Он надеялся увидеться с братом, но к тому времени Дэвида уже не стало. И никогда больше не будет.
В глазах защипало, и Нейт потер их, приказав себе не думать о прошлом. Он не мог изменить цепь событий. Но мог попытаться исправить хоть что-то. Исправить здесь и сейчас.
Сложив записку, он вернул ее в коробку и закрыл крышку. Взяв коробку, вышел из спальни. Теперь он увезет эти реликвии с собой, потому что назад уже не вернется. Было бы неплохо взять что-нибудь на память о Мадлен…
Нет. Лучше забыть свою жену. Уже от одной мысли о расставании с ней его бросало в дрожь. Нужно уехать побыстрее, пока он вновь не поддался ее обаянию. Он должен был хоть как-то восполнить потери, которые понес его план мести.
Будь он проклят, если оставит Гилмору внука благородной крови.
Мадди задержалась у двери в смежную спальню. Некоторое время назад она вернулась от герцога. В ушах у нее все еще звучали слова деда. Он намеревался сделать ее наследницей своих богатств – наравне с двумя внуками! Она не имела представления о сумме, но, судя по роскоши дома и возмущению ее кузена Альфреда, сумма действительно была впечатляющая.
Но Мадди не желала ни фартинга от герцога Хутона. Эти были бы кровавые деньги, взятка, чтобы искупить дурное обращение с ее матерью. Ничто, даже царский выкуп, не возместит ту боль, которая мучила маму, отлученную от семьи.
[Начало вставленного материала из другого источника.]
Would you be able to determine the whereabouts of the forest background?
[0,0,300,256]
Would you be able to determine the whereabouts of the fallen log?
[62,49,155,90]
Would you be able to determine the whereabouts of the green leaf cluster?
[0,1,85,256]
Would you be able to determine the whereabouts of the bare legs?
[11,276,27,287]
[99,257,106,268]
Пытаясь успокоиться, Мадди сделала глубокий вдох. Нельзя позволять себе нервничать. Главное сейчас – попытаться помириться с Нейтаном. Герти сказала, что он уже вернулся.
Мадди постучала в выкрашенную белой краской дверь. Поскольку ответа не последовало, она осторожно открыла ее. Все это время Нейтан сам приходил к ней в спальню, а она, как это ни странно, ни разу не заходила к нему.
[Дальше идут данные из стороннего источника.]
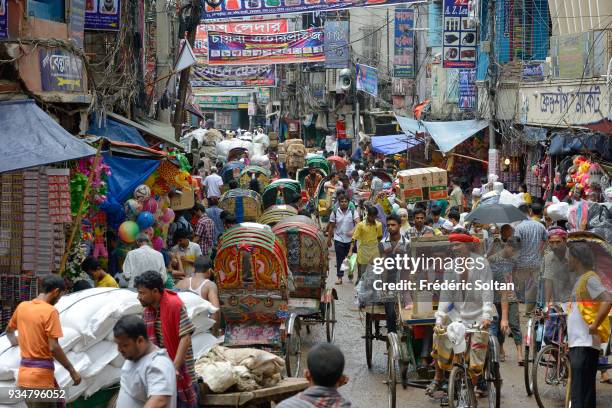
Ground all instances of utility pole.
[487,0,499,174]
[174,0,203,142]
Переступив порог, она оказалась в просторной гардеробной с типично мужским антуражем, выложенным на обозрение. На гладильном прессе лежали стопки сложенных галстуков, рубашек и брюк. У стены ровными рядами стояли сапоги и туфли. На туалетном столе лежала горка сюртуков и жилетов. А кувшин и тазик на умывальнике были отодвинуты в сторону – так, чтобы освободить место для чулок и нижнего белья.
Но почему всю эту одежду вынули из ящиков? Произошло нашествие мышей? Или наступило время весенней чистки?
Тут Мадди заметила открытый чемодан, большой кожаный чемодан с медной фурнитурой.
От дурного предчувствия Мадди похолодела. Боже милостивый! Неужели Нейтан уже готовился к отъезду? Не может быть. Еще середина мая, а он собирался остаться до конца июня.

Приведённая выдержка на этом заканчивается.